I found out about the event after members of ArtGym came to my university to recruit students to act as ‘creative ambassadors’ on the day, and although I don’t fit either age criteria, they were keen to sign me up as a poet.

I went to the opening workshop which was a great mix of ages, cultures and experiences and had a great time making some 3d art in the ‘river’ zone, with a partner who turned out to be someone I had had email contact with but never met. A nice bit of serendipity! I then enjoyed translating people’s experiences and stories about Kingston in the ‘forest’ zone.

Everyone seemed to enjoy the event and some great art work was produced in a short space of time. There was a lovely atmosphere, and even a spot of spontaneous dancing at the end of the workshop! I wish I could see the marquee at the end of tomorrow- I am sure there will be a material wealth of art to show for the stories and hopes people have of Kingston. And it is a big, green, postive vibe in the middle of town. Great to see in a place which is nowadays known mainly for shopping but which has a long heritage and some hidden gems.

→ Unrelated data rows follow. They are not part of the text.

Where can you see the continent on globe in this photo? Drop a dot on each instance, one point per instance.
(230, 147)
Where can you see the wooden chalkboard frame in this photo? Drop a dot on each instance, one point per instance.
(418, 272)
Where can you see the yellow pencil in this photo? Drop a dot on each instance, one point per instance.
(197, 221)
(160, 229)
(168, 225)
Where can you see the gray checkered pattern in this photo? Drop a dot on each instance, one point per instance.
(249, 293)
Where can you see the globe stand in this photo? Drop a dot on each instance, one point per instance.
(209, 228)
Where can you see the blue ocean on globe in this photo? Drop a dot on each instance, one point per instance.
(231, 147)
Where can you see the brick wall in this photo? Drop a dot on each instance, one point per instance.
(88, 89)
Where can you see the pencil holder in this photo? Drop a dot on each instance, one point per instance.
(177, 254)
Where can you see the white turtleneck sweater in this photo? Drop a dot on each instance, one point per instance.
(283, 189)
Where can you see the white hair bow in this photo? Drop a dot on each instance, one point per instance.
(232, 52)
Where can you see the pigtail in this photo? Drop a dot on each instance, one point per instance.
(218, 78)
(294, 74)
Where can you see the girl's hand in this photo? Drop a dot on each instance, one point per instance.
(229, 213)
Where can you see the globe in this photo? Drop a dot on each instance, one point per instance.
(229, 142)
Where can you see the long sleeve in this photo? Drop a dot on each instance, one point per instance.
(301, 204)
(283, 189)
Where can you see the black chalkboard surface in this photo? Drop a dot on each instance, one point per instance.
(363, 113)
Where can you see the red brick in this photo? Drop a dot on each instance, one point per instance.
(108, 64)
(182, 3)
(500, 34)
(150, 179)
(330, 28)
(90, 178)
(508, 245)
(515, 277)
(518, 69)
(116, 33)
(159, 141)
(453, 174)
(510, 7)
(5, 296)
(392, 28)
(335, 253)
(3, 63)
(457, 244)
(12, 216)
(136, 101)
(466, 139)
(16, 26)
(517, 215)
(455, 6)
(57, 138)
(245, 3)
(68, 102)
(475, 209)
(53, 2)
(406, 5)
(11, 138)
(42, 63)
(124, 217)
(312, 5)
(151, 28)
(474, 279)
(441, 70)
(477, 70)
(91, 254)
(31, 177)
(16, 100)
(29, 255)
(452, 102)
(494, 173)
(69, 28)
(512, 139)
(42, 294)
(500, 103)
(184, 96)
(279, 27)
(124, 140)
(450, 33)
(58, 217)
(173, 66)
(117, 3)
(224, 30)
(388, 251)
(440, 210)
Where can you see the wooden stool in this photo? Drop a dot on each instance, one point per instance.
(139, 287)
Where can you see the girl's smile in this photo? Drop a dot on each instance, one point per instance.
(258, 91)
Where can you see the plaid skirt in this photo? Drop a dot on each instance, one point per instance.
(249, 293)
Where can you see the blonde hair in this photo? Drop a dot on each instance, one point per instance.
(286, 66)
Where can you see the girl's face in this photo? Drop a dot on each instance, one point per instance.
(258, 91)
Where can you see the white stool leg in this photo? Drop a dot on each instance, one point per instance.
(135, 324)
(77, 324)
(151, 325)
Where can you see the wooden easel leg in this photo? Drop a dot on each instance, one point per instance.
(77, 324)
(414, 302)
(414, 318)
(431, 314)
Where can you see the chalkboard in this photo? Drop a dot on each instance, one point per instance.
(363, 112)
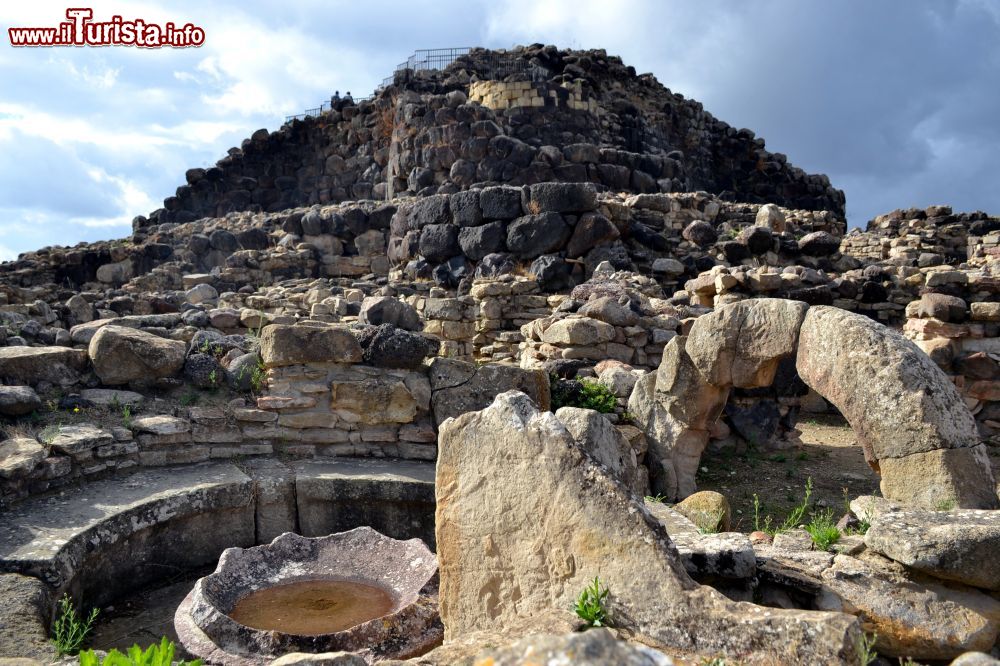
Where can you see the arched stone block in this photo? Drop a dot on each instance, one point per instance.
(675, 406)
(908, 416)
(910, 420)
(742, 343)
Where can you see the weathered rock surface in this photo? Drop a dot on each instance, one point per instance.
(525, 518)
(30, 365)
(707, 509)
(18, 400)
(741, 344)
(605, 443)
(961, 545)
(723, 555)
(459, 387)
(919, 619)
(23, 618)
(19, 455)
(596, 647)
(899, 403)
(674, 407)
(121, 355)
(386, 346)
(283, 344)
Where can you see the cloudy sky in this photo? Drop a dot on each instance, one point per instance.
(897, 100)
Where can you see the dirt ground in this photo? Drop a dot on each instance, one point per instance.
(828, 454)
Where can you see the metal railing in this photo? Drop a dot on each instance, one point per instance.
(497, 66)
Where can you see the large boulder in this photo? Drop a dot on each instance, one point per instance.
(534, 235)
(700, 233)
(525, 519)
(24, 617)
(501, 202)
(31, 365)
(770, 216)
(910, 419)
(459, 386)
(911, 618)
(121, 355)
(578, 332)
(439, 242)
(675, 406)
(18, 400)
(386, 346)
(741, 344)
(20, 455)
(285, 344)
(477, 242)
(605, 443)
(591, 230)
(960, 545)
(377, 310)
(559, 197)
(819, 244)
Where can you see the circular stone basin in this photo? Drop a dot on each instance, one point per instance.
(357, 591)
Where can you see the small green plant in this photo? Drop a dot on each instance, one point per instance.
(758, 524)
(154, 655)
(945, 505)
(866, 648)
(709, 522)
(794, 519)
(258, 378)
(49, 433)
(823, 530)
(589, 605)
(585, 393)
(70, 630)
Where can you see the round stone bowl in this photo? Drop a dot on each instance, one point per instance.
(405, 570)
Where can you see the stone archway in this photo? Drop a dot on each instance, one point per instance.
(909, 418)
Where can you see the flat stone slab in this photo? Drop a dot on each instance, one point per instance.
(51, 537)
(395, 497)
(726, 554)
(961, 545)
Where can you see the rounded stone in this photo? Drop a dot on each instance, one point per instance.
(708, 510)
(405, 570)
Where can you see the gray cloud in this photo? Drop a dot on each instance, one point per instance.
(896, 100)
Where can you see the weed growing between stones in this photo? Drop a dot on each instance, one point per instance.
(589, 605)
(794, 519)
(823, 530)
(70, 630)
(155, 655)
(587, 394)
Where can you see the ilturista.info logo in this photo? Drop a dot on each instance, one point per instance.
(82, 30)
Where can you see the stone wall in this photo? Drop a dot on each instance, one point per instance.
(921, 237)
(502, 95)
(424, 135)
(963, 338)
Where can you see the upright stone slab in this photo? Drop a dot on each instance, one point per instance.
(909, 417)
(526, 519)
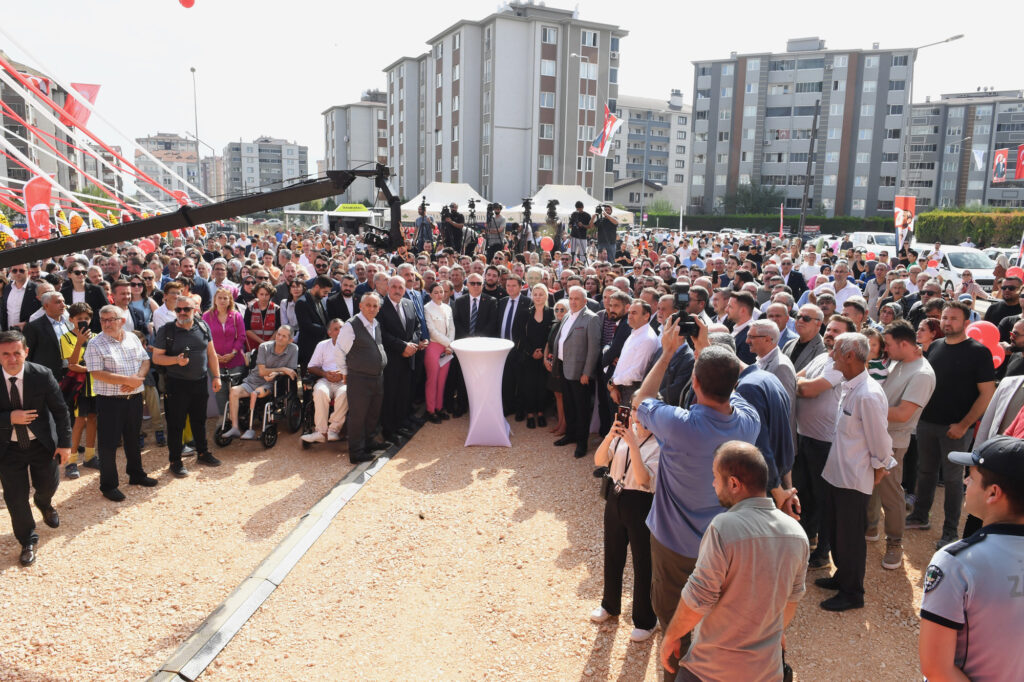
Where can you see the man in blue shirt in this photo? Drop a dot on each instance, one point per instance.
(684, 499)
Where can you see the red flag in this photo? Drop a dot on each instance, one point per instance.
(75, 114)
(38, 196)
(999, 165)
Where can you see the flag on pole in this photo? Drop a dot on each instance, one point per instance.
(603, 141)
(904, 210)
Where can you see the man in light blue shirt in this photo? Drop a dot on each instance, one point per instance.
(684, 499)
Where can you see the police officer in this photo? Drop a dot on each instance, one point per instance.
(973, 609)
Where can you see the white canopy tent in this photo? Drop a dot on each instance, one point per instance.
(442, 194)
(567, 196)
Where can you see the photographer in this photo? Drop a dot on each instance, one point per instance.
(632, 454)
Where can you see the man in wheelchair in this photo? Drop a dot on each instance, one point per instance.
(273, 358)
(330, 386)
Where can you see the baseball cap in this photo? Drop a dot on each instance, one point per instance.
(1003, 455)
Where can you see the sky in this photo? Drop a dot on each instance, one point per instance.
(271, 68)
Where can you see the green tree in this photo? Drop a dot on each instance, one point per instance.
(753, 200)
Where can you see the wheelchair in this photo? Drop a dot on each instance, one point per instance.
(281, 406)
(309, 410)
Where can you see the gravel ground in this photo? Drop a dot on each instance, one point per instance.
(483, 563)
(118, 587)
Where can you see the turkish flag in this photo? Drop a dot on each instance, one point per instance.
(38, 196)
(75, 113)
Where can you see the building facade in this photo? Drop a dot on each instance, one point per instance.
(753, 123)
(652, 144)
(508, 104)
(265, 163)
(951, 150)
(355, 135)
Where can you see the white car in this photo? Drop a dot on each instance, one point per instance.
(955, 259)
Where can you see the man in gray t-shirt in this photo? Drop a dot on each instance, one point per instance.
(908, 388)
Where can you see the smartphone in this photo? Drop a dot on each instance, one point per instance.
(623, 414)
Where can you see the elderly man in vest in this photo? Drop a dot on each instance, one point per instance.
(361, 358)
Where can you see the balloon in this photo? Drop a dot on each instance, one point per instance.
(985, 332)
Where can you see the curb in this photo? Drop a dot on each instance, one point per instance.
(199, 650)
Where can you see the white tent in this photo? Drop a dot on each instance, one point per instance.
(567, 196)
(442, 194)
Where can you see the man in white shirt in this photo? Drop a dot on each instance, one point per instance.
(639, 347)
(860, 456)
(330, 386)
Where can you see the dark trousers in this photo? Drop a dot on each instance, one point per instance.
(579, 400)
(811, 457)
(186, 399)
(120, 420)
(846, 516)
(18, 466)
(626, 525)
(367, 394)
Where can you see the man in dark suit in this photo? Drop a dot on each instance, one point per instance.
(474, 314)
(312, 318)
(578, 346)
(43, 335)
(35, 439)
(18, 288)
(77, 286)
(401, 337)
(513, 311)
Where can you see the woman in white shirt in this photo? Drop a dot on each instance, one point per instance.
(632, 454)
(440, 325)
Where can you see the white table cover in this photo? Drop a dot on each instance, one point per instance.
(482, 361)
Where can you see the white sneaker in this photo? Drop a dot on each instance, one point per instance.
(639, 635)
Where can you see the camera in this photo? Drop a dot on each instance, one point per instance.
(681, 297)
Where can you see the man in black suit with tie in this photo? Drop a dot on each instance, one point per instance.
(474, 314)
(35, 440)
(18, 301)
(312, 317)
(43, 335)
(513, 310)
(401, 337)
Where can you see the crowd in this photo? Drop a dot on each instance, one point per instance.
(759, 402)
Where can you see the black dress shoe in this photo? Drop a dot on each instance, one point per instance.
(50, 517)
(841, 603)
(114, 495)
(827, 583)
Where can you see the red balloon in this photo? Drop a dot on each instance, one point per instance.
(985, 332)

At the end of the workshop I read two of my poems (see below) which were well received. I wasn’t completely sure what role I was supposed to play during the event, part attender part creative artist I think (?) but hope I helped in some way. I really enjoyed it and, although nervous,  felt pleased with my reading of the poems. I took notes while I was there, and along with the historical research I’ve been doing, and my own experiences, I think I will write more ‘Kingston’ poems.

Sense of place is becoming an important, possibly the most important part of my poetry.

Three fish

Shop and shop until you drop in Kingston

STOP

Past and present are on the hook: future

LOOK

Three fat chubb glistening in the Hogsmill

LISTEN

How stories shape and link us to a place

THINK

Chubb at Clattern Bridge

Three fish silent and steady in the flow

Three fish at a crossing in the river

In sight of the Kings Stone

Both ancient and  grey

The deep past is still here in Kingston

5 thoughts on “Re-Visioning KTWN

  1. I really didn’t think I could enjoy a poem about a suburb of london, but you’ve proved me wrong. Altho come to think of it, I have always enjoyed “come friendly bombs fall on slough…” 😉

  2. What a lovely written article! Seeing Kingston from another site, this suburb seem to hide a lot of talent. The reader can really identify with the natural written style.
    Time visit Kingston again…

  3. Your generosity of spirit during the event really touched me, it was wonderful having you there on Saturday morning and we all loved your poems. Thanks so much!